De acuerdo con el testimonio de un exintegrante de una pandilla en la colonia Nueva Tlaxcala, quien pidió mantenerse en el anonimato, en muchos casos este estilo de vida se transmite dentro de las propias familias.
Según explicó, algunos jóvenes crecen normalizando estas dinámicas, viéndolas como parte de su día a día y como una forma de adaptarse a su entorno.
El entrevistado también señaló que en hechos recientes registrados en Ramos Arizpe, se ha detectado la participación tanto de jóvenes como de adultos en este tipo de situaciones.
Con el tiempo, esta dinámica puede generar una pérdida de sensibilidad ante situaciones de riesgo, donde conductas como robos o confrontaciones se vuelven más frecuentes, en algunos casos relacionadas con el consumo de sustancias.
Zonas como la calle Otilio González y sectores cercanos a la colonia Herradura son señaladas por habitantes como áreas donde suelen registrarse conflictos, por lo que transitar por ellas puede representar un riesgo.

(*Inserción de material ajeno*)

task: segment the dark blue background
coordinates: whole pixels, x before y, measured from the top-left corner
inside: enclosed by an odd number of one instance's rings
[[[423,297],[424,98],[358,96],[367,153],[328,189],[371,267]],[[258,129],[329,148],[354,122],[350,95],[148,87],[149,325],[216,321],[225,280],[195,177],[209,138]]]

Además, el fenómeno ha comenzado a involucrar a jóvenes provenientes de otros estados que llegan a Saltillo en busca de oportunidades y, en algunos casos, terminan relacionados con estas problemáticas.
Esta situación ha provocado que algunas personas opten por cambiar de domicilio en sectores del oriente de la ciudad y en colonias como Analco, en Ramos Arizpe.
El exintegrante advirtió que este problema podría continuar creciendo si no se atienden factores como la falta de oportunidades, el abandono escolar y los entornos familiares complejos.
En varios casos, jóvenes que intentaron cambiar su rumbo dejaron sus estudios por cuestiones económicas y terminaron regresando a este entorno, ya sea por influencia familiar o por falta de alternativas.
La situación de las pandillas refleja no solo un tema de seguridad, sino también un desafío social que impacta a nuevas generaciones.